Those who did, found the lowest July 4 gas prices in 11 years.
“Despite the high demand, gas prices declined throughout the holiday weekend making travel even more affordable,” said Mark Jenkins, spokesman for AAA. “This year’s summer driving season is likely to set new records for both gasoline demand and vehicle miles traveled. Gasoline demand is currently at an all-time high, which would normally put additional pressure on refineries. However, refineries are increasing output and gasoline supply has more than kept pace with growing demand, which has led to lower gas prices.”

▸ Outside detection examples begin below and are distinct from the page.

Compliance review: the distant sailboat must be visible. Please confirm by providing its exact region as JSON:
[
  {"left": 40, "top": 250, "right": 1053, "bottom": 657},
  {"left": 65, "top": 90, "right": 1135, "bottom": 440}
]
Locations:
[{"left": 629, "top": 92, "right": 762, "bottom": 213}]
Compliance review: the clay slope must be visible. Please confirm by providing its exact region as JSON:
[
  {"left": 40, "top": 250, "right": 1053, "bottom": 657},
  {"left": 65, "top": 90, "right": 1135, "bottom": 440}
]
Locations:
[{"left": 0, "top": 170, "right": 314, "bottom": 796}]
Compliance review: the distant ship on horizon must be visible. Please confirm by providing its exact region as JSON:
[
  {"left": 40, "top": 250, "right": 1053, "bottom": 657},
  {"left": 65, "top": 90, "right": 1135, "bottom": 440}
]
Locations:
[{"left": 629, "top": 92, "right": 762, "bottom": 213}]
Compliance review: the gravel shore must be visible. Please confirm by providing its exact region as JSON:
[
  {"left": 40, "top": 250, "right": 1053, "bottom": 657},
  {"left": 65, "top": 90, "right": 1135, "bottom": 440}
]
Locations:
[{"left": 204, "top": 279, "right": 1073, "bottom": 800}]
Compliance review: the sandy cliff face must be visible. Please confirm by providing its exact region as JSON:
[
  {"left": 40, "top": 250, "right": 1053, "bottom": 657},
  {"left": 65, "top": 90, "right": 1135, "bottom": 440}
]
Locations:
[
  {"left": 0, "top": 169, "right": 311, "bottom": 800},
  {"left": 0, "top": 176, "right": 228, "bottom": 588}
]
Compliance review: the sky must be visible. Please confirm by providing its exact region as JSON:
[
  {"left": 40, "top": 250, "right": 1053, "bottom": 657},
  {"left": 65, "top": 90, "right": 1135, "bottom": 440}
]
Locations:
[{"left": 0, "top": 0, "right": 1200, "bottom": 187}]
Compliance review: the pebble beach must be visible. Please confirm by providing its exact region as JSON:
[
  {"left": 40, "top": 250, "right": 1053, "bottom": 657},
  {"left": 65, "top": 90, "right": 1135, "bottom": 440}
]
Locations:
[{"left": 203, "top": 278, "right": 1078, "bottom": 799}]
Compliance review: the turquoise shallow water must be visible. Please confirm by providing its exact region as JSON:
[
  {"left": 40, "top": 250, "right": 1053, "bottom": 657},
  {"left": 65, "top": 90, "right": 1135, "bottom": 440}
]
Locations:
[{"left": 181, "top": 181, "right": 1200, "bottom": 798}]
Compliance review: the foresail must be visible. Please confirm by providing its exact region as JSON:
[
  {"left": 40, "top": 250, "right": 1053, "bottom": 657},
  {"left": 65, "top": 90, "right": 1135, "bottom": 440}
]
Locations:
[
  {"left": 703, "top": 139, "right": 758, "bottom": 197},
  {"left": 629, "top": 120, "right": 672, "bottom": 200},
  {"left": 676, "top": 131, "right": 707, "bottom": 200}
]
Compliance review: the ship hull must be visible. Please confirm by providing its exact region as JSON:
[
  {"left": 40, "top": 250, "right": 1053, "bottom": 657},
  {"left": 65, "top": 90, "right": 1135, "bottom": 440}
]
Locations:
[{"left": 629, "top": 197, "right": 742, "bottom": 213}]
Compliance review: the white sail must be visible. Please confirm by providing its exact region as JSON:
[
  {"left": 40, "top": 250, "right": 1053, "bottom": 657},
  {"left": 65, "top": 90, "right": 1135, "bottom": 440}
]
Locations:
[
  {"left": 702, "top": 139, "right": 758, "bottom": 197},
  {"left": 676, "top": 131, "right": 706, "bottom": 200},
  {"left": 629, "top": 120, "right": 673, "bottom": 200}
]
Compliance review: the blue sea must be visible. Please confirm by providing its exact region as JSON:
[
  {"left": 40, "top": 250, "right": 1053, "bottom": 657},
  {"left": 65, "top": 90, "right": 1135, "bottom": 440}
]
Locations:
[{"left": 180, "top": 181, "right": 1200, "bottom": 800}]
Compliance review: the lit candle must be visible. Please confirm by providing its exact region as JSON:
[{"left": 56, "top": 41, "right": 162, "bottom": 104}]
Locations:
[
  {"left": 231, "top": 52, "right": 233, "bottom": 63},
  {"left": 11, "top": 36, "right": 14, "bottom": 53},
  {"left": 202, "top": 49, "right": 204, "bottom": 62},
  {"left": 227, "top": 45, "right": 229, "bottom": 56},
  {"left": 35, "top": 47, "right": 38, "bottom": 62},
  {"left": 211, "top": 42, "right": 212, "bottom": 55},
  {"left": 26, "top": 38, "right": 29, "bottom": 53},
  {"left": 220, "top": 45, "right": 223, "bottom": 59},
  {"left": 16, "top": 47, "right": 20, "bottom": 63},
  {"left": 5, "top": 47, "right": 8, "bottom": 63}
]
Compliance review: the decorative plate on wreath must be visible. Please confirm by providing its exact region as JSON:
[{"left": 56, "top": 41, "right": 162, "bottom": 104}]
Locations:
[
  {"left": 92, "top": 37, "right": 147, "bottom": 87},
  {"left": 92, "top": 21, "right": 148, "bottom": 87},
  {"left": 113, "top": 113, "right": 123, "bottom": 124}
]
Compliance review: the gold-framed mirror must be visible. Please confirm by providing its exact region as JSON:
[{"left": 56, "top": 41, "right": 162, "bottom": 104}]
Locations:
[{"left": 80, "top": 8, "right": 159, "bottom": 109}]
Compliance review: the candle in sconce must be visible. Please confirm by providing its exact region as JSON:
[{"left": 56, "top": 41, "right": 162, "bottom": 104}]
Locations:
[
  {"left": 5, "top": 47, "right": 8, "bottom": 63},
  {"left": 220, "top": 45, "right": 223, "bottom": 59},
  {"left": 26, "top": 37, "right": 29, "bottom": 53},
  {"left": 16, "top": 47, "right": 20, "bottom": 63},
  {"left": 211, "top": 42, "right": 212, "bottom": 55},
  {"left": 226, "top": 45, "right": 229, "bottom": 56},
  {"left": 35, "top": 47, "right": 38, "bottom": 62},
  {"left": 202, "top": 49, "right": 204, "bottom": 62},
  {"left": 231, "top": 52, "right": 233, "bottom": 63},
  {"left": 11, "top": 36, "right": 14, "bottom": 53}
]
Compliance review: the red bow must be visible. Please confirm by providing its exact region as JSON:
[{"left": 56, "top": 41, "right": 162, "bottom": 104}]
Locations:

Gas prices have fallen for nearly a month. The average price has declined for 27 consecutive days in Florida and Georgia and 26 consecutive days in Tennessee. During that time, the average prices for regular unleaded declined 12 cents in Florida, 14 cents in Tennessee, and 15 cents in Georgia.
Although it’s uncertain until the end of the year, motorists have likely seen the highest prices of 2016. Average prices peaked June 7 at $2.35 in Florida, $2.28 in Georgia and $2.20 in Tennessee.
Nationwide, motorists are finding the lowest prices for this time of year since 2005. The average price for a gallon of gasoline is 50 cents less than this time last year and $1.39 less than two years ago. Motorists are saving an average of $20 for a full tank of gas compared to what they paid in July 2014.
The oil market recovered after dipping nearly $5 in response to the “Bexit” vote, but did not move high enough to impact gas prices. Oil prices are now relatively stable, which is good news for motorists, as the price of oil influences about two-thirds the price of gasoline.
Crude oil averaged $48.28 a barrel last week – 74 cents less than the week before. The global oil market is responding to expectations of increased supply, thanks to the return of production from the Canadian Oil Sands and reports of strong output from OPEC member countries.